Bu düzenlemeye rağmen mükelleflerin 120. ALICILAR Hesabını Kullanmaları halinde vergi usul kanunu hükmü çerçevesinde işlem yapılması gerekir.
- Kurumlarca elde edilen menkul sermaye iratlarını Gelir Tablosunun “F- Diğer Faaliyetlerden Olağan Gelir ve Karlar” bölümünde göstermeyen veya farklı bir başlık altında gösteren mükellefler adına özel usulsüzlük cezası kesileceği[5].
- Kurumlar vergisi beyannamesi ekinde verilen temel mali tabloların muhasebe standartlarına ve tek düzen muhasebe sistemine uymaması, önceki dönem sütunlarının doldurulmaması nedeniyle bu hali ile bilanço esasına göre defter tutan mükelleflerin beyanname eki gelir tablosu ve bilançolarını karşılaştırmalı olarak düzenlemesi ve bunlara ait dipnotların gösterilmesinin mevzuat gereği olduğu, mali tablolara ilişkin usul ve esaslara uymayan yükümlü adına kesilen özel usulsüzlük cezasında kesilmesi gerektiği[6]
V.SONUÇ;
Bilanço usulünde defter tutan gerçek ve tüzel kişilere ait teşebbüs ve işletmelerin Muhasebe Sistemi Uygulama Genel Tebliğleri ile getirilen tek düzen hesap planına ve bunun yanında temel mali tabloların düzenleme ilkelerine ve Tekdüzen Hesap Çerçevesi Hesap Planı ve İşleyişine riayet edilmesi gerekir. Bu belirlenen usul ve esaslara uyulmaması halinde Vergi Usul Kanununun 353.maddesinin 6.fıkrası gereği, muhalefet edilen her takvim yılı için ayrı ayrı Özel Usulsüzlük Cezası kesilmesi gerekecektir.
[1] 26.12.1992 tarih ve Mükerrer 21447 sayılı Resmi Gazete’de yayınlanmıştır.

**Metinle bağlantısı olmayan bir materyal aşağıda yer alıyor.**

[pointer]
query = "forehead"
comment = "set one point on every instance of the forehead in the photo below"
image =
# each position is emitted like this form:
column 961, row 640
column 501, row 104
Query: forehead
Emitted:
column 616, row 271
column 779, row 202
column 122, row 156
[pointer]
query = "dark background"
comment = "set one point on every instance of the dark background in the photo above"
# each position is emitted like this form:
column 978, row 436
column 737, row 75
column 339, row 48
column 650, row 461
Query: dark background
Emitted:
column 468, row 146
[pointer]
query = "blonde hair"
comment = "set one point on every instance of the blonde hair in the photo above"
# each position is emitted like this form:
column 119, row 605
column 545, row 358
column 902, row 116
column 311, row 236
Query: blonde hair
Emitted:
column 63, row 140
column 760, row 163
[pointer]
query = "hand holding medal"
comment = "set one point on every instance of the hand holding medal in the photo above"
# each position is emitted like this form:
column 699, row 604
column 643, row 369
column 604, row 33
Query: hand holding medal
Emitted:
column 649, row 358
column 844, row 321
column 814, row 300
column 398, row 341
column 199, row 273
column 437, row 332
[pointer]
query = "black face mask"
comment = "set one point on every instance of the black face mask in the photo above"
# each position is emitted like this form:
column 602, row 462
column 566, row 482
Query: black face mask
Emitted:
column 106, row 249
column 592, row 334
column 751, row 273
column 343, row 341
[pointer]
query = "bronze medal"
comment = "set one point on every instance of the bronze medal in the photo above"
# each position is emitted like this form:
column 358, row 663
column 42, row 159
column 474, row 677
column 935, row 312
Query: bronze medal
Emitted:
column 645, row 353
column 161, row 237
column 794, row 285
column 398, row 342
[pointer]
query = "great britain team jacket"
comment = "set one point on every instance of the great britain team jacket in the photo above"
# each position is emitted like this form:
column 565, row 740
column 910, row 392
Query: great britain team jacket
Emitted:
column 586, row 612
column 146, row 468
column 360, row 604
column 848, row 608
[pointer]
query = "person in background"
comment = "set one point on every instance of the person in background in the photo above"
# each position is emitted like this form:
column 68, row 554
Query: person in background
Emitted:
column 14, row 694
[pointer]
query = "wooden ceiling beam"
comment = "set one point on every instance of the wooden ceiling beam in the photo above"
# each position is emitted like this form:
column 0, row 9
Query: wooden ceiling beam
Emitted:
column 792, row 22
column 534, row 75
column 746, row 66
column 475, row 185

[2] 1.1.2006’dan itibaren geçerli olmak üzere 354 Sıra No’lu V.U.K Genel Tebliği.
[3] Gelirler Genel Müdürlüğünün 06.05.1997 tarih ve B.07.0.GEL.0.30/3025-353-487/18449 sayılı yazıları.
[4] Bursa Valiliği Defterdarlık Gelir Müdürlüğünün 01.07.2003 tarih ve B.07.4.DEF.0.16.11/VUK:190-03-23 sayılı yazıları
[5] Gelirler Genel Müdürlüğünün 08.12.2003 tarih ve B.07.0.GEL.0.31/3186-4-51925 sayılı yazıları
[6] Danıştay, Esas No : 1997/753, Karar No : 1998/2841 ve 02.07.1998 tarihli kararı.